Dès 1966, le député états-unien Cornelius Gallagher s'inquiétait de ce que l'ordinateur ne pouvait « ni pardonner, ni oublier. » Trois ans plus tard, le Tribunal constitutionnel fédéral d'Allemagne de l'Ouest déclarait, dans l'arrêt Mikrozensus, s'inquiétait de la capacité des ordinateurs à ré-identifier des données que l'on pensait robustement anonymisées. La transformation du rapport au temps et à la mémoire induite par le développement de l'informatique a donc été l'une des raisons des craintes que l'ordinateur a suscité vis-à-vis de la persistance du droit à la vie privée.
Ceci se reflète dans la définition de la notion de données à caractère personnel dont le Règlement général de protection des données a hérité. Aujourd'hui, ce règlement contient plusieurs dispositions qui interrogent le rapport entre temps et données personnelles : limitation de la durée de conservation, archivage, droit à l'oubli, données des mineurs, découpage des responsabilités selon les étapes d'un traitement, ou encore, en creux, devenir des données après le décès de la personne concernée. Cette communication explorera les liens entre la question du temps et celle des données à caractère personnel dans la généalogie du droit de la protection des données à caractère personnel, dans l'objectif de dégager d'éventuelles pistes de recherche. - 11h40 – « Donnée antérieure, futurs composés », Régis Chatellier, pilote des projets d'études et d'explorations prospectives de sujets émergents liés aux données personnelles et à la vie privée au sein du LINC (Laboratoire d'innovation numérique de la CNIL).

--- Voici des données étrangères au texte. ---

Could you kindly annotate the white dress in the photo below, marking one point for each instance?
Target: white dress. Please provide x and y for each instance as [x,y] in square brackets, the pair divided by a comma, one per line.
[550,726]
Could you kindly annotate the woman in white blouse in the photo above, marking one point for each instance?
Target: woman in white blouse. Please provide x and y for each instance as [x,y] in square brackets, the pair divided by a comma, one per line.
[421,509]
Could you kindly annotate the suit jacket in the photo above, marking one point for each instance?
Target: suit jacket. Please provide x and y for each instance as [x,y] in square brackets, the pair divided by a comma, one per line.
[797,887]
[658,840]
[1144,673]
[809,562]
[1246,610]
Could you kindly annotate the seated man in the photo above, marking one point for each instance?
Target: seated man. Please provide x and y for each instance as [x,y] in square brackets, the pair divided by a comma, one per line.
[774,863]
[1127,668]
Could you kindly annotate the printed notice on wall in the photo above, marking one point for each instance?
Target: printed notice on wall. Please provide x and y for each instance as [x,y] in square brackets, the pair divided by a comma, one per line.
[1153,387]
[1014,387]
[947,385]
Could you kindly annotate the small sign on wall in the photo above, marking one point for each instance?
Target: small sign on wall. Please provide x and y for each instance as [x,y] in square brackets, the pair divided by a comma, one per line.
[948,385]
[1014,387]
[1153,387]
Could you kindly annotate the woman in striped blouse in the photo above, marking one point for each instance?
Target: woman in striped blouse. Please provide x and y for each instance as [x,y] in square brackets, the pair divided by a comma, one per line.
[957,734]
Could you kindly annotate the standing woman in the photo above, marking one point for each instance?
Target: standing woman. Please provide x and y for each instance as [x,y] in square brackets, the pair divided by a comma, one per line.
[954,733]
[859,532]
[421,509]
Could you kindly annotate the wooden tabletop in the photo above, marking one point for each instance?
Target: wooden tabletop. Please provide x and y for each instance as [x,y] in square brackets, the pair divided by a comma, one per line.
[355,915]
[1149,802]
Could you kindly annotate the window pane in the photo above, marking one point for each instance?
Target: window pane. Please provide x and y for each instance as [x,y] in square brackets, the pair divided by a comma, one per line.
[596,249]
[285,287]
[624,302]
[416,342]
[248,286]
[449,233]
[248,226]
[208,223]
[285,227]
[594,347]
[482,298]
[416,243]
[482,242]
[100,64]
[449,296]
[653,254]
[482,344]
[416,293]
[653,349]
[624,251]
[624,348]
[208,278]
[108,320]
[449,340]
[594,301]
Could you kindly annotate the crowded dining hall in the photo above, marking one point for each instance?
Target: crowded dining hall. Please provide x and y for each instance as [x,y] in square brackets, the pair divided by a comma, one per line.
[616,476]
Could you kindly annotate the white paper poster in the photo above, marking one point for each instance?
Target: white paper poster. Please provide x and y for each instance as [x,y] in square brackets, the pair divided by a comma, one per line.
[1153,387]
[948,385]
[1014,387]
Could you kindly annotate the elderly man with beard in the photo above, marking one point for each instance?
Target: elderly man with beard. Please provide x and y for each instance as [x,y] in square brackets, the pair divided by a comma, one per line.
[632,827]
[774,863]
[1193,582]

La protection des données vise-t-elle à protéger du temps qui passe, des temps anciens comme plus récents, voire, plus probablement des temps futurs ?
La notion de temps n'apparait qu'une seule fois explicitement dans le règlement général sur la protection des données (RGPD), dans le considérant 35 relatif aux données "qui révèlent des informations sur l'état de santé physique ou mentale passé, présent ou futur de la personne concernée." Le temps est par ailleurs envisagé en durée (de conservation).
Pourtant chacun des articles de ce texte, et plus généralement la protection des données et des libertés, ne peuvent s'appréhender sans prendre en considération l'intime rapport des données au temps. Ces données s'inscrivent, voire inscrivent et « tamponnent » (timestamp) des éléments de nos vies, comme autant de traces de nos chronologies.
Au travers d'exemples, nous verrons comment la prospective se nourrit du passé, analyse le présent pour dessiner des futurs, et comment la protection des données s'inscrit elle aussi dans ce triptyque.